Translating RNA to protein takes some work. A single strand of RNA may encode one or more proteins. There are only 4 nucleotides in the RNA and they need to form the right combinations to represent 20 different amino acids. If we group the nucleotides 2 at a time, we would only get 16 different possible pairs. Therefore we must take the nucleotides 3 at a time to get enough, but this gives us 64 different combinations, well more than we need. A sequence of 3 nucleotides is called a codon. Scientists have thoroughly worked out which amino acid each codon represents.

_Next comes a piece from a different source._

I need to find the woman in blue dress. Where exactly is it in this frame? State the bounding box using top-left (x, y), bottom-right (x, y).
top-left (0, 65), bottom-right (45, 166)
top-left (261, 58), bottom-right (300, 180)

The following table (boldly stolen from the Internet) lists the amino acids, their single letter codes (SLC) and the codons that represent them:

One Letter And Three Letter Amino Acid Symbols And Codons

A	Ala	Alanine	GCA GCC GCG GCU
C	Cys	Cysteine	UGC UGU
D	Asp	Aspartic Acid	GAC GAU
E	Glu	Glutamic Acid	GAA GAG
F	Phe	Phenylalanine	UUC UUU
G	Gly	Glycine	GGA GGC GGG GGU
H	His	Histidine	CAC CAU
I	Ile	Isoleucine	AUA AUC AUU
K	Lys	Lysine	AAA AAG
L	Leu	Leucine	UUA UUG CUA CUC CUG CUU
M	Met	Methionine	AUG
N	Asn	Asparagine	AAC AAU
P	Pro	Proline	CCA CCC CCG CCU
Q	Gln	Glutamine	CAA CAG
R	Arg	Arginine	AGA AGG CGA CGC CGG CGU
S	Ser	Serine	AGC AGU UCA UCC UCG UCU
T	Thr	Threonine	ACA ACC ACG ACU
V	Val	Valine	GUA GUC GUG GUU
W	Trp	Tryptophan	UGG
Y	Tyr	Tyrosine	UAC UAU

Note: If more than one codon is listed for an amino acid, it means any of those codons will translate into that amino acid.

One tricky part of translating RNA to amino acids is knowing where the protein's representation starts. A protein might start at the zeroth, first or second location of an RNA fragment. The gene might also be in the complementary strand of DNA. Thus, given an DNA sequence, there are two possible RNA sequences and 6 possible protein sequences.

Scratching the Surface

So far we have just scratched the surface of bioinformatics. There are many other problems in bioinformatics where computers are helpful. For example,

DNA molecules are huge. Finding genes on them is computationally expensive.
Mutations occur in DNA that lead to changes in proteins, which manifest themselves in disease.
The sequence of amino acids in a protein is determined by the DNA. The sequence twists itself and bends into complex three dimensional shapes. Current theory suggests that the shape is determined by minimizing the energy required to maintain the bonds. Studying the energy minimization involved is a complex numerical calculation.
Proteins don't work in isolation. Instead, biological processes often require many proteins working in harmony to accomplish a task. Biologists are just starting to get an experimental handle on how to determine which genes get turned on simultaneously to produce the multiple proteins needed and how proteins interact with each other.

If you think this stuff is cool, consider using the CS breadth requirement to take some Bioinformatics courses in UW-Parkside's Department of Biological Sciences.